According to the DOJ, Schanck, “a resident of Las Vegas…pleaded guilty in federal court to charges of conspiracy to distribute 100 kilograms or more of marijuana and conspiracy to launder proceeds of marijuana trafficking…before United States District Judge David S. Cercone.”
The DEA, along with other federal agencies, investigated Schanck for years before arrest. His convictions stem from an operation that began in 2012 and involved obtaining marijuana in the western part of the United States and shipping it to Pennsylvania, with a focus on college campuses. The DOJ says that “during the operation of the conspiracy, Schanck conspired to distribute from 700 to 1000 kilograms of marijuana. He also conspired to launder approximately $258,404 in proceeds from marijuana trafficking.” Schanck has been sentenced to 71 months in prison.
Marijuana by Mail
The Rocky Mountain High Intensity Drug Trafficking Area (RMHIDTA) is a federally funded task force whose mission, in its own words, “is to support the national drug control strategy of reducing drug use.” Critics of the group say it is prohibitionist. In 2017, the RMHIDTA released a report stating that “[s]eizures of Colorado marijuana in the U.S. mail” have “increased 844 percent from an average of 52 parcels (2009-2012) to 491 parcels (2013-2016) in the four-year average that recreational marijuana has been legal.” Weight increased too, “from an average of 97 pounds…to 984 pounds.” The report also notes that “[t]here are courier delivery service companies, with locations throughout the country, from which Colorado marijuana destined for other states has been seized.” Finally, the report uses capital letters in red ink to remind the reader that these numbers reflect only the amount that was seized and that “INTERDICTION EXPERTS BELIEVE THE PACKAGES SEIZED WERE JUST THE ‘TIP OF THE ICEBERG.’”

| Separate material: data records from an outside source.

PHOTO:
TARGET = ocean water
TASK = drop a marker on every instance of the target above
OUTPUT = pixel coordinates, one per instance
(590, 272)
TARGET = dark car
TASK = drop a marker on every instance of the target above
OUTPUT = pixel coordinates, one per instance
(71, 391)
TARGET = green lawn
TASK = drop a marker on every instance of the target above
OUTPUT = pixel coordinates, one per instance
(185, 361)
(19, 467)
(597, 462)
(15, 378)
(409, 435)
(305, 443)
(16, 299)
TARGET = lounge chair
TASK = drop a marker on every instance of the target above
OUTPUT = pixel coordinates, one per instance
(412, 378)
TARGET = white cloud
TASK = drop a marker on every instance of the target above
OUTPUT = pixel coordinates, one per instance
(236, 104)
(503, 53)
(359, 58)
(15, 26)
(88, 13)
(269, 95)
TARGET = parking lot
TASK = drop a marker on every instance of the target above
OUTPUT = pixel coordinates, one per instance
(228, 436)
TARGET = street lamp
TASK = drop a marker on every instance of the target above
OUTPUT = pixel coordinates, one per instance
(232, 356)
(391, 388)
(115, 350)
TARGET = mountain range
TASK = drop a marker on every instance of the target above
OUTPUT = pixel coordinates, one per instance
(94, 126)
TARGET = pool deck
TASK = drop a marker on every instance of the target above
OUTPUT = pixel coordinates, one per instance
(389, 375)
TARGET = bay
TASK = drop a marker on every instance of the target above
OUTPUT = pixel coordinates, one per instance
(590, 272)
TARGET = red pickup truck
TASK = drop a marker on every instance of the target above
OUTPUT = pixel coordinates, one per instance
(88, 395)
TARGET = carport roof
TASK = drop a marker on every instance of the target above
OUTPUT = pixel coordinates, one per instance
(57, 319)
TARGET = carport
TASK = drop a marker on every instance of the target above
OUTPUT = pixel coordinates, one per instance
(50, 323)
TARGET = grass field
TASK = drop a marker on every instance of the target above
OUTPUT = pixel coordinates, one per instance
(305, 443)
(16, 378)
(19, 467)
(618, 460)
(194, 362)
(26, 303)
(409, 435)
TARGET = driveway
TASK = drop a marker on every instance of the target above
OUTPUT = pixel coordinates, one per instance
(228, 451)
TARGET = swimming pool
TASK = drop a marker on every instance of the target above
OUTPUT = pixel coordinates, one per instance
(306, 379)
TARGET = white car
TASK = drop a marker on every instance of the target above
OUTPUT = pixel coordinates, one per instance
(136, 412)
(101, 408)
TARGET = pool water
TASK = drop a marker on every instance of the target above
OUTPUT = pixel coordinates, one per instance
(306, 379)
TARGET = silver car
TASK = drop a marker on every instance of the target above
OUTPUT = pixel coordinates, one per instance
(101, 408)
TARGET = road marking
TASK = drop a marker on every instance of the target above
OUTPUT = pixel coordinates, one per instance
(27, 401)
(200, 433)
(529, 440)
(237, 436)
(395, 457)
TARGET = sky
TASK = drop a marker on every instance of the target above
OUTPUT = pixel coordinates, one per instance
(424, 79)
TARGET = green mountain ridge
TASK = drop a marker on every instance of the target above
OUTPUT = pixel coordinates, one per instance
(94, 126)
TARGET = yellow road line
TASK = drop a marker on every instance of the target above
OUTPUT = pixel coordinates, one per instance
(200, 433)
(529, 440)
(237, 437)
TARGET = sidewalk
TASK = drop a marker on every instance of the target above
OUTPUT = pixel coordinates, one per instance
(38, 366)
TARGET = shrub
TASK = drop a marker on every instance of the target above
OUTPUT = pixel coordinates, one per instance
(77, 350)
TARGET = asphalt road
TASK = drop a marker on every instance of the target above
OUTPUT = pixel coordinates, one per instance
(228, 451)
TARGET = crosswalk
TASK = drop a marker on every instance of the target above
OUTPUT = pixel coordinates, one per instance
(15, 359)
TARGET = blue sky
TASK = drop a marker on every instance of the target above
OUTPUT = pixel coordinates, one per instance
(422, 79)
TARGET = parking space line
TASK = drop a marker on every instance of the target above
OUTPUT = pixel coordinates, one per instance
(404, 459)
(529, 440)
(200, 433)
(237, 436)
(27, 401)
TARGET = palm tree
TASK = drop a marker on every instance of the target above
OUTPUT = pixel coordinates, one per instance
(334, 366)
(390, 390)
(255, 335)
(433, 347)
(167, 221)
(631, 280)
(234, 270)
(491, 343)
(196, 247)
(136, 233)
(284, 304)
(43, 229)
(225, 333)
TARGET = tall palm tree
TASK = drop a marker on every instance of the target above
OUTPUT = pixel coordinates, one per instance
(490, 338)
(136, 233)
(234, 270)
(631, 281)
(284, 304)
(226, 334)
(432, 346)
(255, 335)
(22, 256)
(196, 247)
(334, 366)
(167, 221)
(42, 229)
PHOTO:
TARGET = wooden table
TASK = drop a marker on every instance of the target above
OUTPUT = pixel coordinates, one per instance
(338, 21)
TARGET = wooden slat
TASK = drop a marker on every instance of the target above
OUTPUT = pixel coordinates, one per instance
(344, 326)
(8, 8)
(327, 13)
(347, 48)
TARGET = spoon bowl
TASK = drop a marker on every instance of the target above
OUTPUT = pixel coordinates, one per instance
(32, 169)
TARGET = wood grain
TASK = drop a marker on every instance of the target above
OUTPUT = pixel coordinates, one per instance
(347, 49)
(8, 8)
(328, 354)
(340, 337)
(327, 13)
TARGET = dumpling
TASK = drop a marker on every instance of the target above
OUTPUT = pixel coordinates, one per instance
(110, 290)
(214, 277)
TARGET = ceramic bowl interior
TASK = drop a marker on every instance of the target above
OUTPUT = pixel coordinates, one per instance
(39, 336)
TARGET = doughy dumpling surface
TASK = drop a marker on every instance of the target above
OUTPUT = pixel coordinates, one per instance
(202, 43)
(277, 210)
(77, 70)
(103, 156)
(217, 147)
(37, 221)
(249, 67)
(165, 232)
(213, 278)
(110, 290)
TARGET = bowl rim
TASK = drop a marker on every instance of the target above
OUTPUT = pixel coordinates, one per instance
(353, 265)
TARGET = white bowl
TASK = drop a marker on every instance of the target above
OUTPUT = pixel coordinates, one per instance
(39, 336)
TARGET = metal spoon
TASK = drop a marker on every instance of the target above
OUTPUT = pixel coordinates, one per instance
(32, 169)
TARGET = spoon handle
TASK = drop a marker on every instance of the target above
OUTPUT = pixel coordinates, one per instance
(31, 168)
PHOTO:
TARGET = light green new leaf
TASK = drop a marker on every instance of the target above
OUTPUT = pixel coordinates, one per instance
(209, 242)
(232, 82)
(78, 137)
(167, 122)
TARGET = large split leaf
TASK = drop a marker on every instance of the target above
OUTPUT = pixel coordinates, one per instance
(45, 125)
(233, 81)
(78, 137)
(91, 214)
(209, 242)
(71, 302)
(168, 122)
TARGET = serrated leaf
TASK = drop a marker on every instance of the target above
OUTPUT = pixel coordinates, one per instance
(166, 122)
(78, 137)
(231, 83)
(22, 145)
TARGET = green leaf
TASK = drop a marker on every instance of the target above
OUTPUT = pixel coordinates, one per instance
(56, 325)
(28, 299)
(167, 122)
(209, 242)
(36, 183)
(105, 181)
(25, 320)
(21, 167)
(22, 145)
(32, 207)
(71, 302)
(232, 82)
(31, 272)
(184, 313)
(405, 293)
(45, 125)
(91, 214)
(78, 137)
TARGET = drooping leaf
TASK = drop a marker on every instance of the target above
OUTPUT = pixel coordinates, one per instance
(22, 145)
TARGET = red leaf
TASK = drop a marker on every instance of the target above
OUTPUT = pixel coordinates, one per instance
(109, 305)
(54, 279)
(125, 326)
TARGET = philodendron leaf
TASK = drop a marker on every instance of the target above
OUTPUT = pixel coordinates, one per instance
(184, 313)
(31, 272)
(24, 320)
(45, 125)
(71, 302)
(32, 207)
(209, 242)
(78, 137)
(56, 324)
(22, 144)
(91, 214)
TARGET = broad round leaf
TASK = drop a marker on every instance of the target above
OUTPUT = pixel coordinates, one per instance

It seems reasonable enough to guess that 984 pounds is a small fraction of the amount of marijuana mailed out of Colorado in three recent years since legalization. If so, that means that while long stretches in federal prison await those who are caught, many are not getting caught. A news story cites reports from people who do not want to be identified that they have in fact mailed marijuana from Colorado and “have never been caught.”
Some websites offer advice on shipping marijuana, starting with “don’t.” But for those who do, reminders include that sending less than an ounce involves less risked jail time. Sites also list what makes a package suspicious. Red flags include misspellings, missing or obviously false addresses, too much wrapping tape, and above all dog-detectable odor.
Although some anonymous sources claim that they have shipped marijuana through the mail without a problem, the risk remains real. The RMHIDTA report quotes “U.S. Postal Inspector Dan Taylor” as saying: “Just here in the St. Louis area, our postal inspectors have seized over 1,200 pounds of marijuana, from the mail, in the last year. We’ve become very good at identifying these packages.”
Meanwhile, in Canada, the government is preparing to allow its citizens to ship marijuana by mail.